Herein, we reviewed the domain architecture of AMPA receptor together with the mechanism of its circuits in postsynaptic neurons briefly and highlighted the importance of the receptor in synaptic plasticity as well as the role in anxiety, depression, NDDs, and cerebral ischemia/reperfusion injury. The expression of surface AMPA receptors follows a precise cascade regulatory process, starting with the synthesis of the tetramers. Then the tetramers are transported and anchored to the postsynaptic membrane through exocytosis and interaction with scaffolding proteins, eventually degraded or entering the next cycle. Through regulation and modifications by distinct auxiliary subunits together with various protein and kinases, the expression and composition of the receptors are altered, which plays a considerable role in synapses transmission under physiological and pathological conditions.
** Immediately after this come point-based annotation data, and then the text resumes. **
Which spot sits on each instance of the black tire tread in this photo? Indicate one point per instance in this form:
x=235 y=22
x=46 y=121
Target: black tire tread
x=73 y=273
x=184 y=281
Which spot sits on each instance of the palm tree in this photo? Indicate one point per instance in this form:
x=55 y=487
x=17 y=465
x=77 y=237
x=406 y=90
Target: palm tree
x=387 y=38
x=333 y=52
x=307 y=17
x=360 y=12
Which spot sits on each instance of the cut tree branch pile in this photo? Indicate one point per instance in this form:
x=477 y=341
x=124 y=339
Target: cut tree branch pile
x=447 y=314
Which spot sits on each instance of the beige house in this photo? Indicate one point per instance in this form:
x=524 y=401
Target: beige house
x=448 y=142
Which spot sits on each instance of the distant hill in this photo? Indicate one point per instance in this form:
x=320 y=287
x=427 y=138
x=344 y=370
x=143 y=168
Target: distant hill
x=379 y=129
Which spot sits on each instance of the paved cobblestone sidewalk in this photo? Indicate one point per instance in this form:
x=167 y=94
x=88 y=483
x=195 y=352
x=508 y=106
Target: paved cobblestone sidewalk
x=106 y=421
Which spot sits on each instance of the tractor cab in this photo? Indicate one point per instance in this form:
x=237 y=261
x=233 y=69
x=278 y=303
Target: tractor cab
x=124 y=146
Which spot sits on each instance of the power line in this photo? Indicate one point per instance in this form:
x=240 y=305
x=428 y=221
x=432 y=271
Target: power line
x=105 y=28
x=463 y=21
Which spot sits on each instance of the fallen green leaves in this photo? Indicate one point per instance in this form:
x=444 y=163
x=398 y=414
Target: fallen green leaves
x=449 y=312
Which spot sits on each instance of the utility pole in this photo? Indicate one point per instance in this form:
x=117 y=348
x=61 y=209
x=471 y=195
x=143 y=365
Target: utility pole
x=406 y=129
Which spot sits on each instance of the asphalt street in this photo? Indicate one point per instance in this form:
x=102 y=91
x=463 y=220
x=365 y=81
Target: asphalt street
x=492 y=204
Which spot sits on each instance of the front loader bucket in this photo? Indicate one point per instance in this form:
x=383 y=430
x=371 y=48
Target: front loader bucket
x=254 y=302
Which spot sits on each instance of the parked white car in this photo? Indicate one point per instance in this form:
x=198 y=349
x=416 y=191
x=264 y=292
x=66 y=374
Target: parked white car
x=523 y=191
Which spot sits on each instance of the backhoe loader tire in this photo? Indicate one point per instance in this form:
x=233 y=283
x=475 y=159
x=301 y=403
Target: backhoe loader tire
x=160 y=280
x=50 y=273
Accumulative researches on anxiety, depression, and neurodegenerative disease have shown that there is a strong connection between these disorders and abnormalities during the AMPA receptor transportation. It indicates that the regulation of the transportation of AMPA receptor, as well as its subunits, is critical for neuroplasticity and cognitive function. Lately, given the significant alternation of AMPARs following the cerebral ischemia–reperfusion revealed, much more attention has been paid to AMPAR- targeted therapy for ischemic stroke. Accordingly, further study of transport, composition, and underlying molecular mechanism of AMPA receptor are required to provide a safe and effective therapeutic target for these nervous and mental diseases.